Natural disasters like the Haiti earthquake and the Japanese earthquake and tsunami have made people more aware of the geologic forces that shape the planet. No doubt some of us from the West Coast — and perhaps other parts of the country — have been part of earthquake drills. Wisconsin, however, seems remote from any of this geologic action. Yet geology influences our lives in many very subtle ways, and for the geologists on campus, there’s even a geologic story in our buildings!
Let me take you on a tour of campus where you can see diverse geology. The cream-colored rock that you see on the outside of the Warch Campus Center is called dolostone.

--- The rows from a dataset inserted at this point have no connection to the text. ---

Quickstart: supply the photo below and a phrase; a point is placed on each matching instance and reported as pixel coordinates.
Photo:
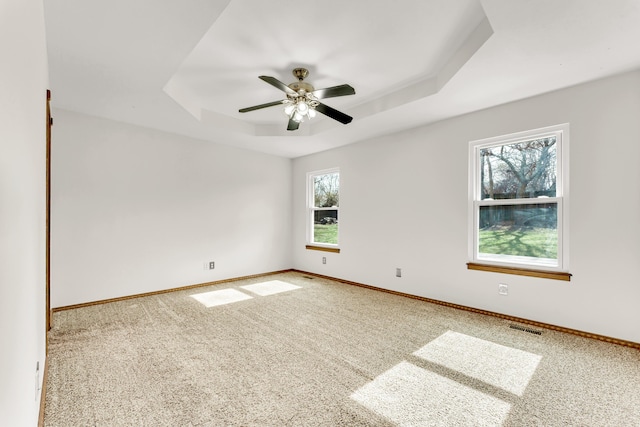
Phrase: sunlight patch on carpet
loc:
(507, 368)
(271, 287)
(409, 395)
(221, 297)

This rock type is in many parts of Wisconsin, particularly along the Niagaran Escarpment, which includes High Cliff State Park — familiar to many intro geology students. This dolostone is a sedimentary carbonate rock formed in warm, shallow seas hundreds of millions of years ago when Wisconsin was in the tropics. Dolostone is probably the most common rock on campus, featured not only at the WCC, but also on the exteriors of Youngchild Hall, Main Hall, Hiett Hall and the quad buildings.
Now, if you walk inside of Warch you may be distracted by the general splendor of the spring sunlight, the smell of the café or just rushing down to Andrew Commons to grab some food. However, some of us will take the time to walk inside of Warch and look down. The tiles on the floor of the campus center are made of phyllite. This is a metamorphosed version of shale — mudstone — which initially formed from tiny clay particles but is transformed through high pressure/temperature conditions during mountain building into much tougher rock. We’re not sure where this particular phyllite comes from, but it represents the roots of an ancient mountain belt!
Another rock with a dramatic history forms the floor of Steitz Hall atrium: gabbro. Gabbro is a dark, coarse-grained, intrusive igneous rock. This rock formed as a large magmatic mass that cooled slowly in the earth’s crust. The size of the grains reflects the long cooling time of the rock — it takes time for crystals to grow that big.
Once you get in the habit of looking at the floor and walking up to walls, you’ll discover that there are other beautiful rocks around campus, like the granite outside the landing of Memorial Hall and the fossiliferous limestone in the bathrooms inside that building. Then you will have to admit that you too are a rock geek!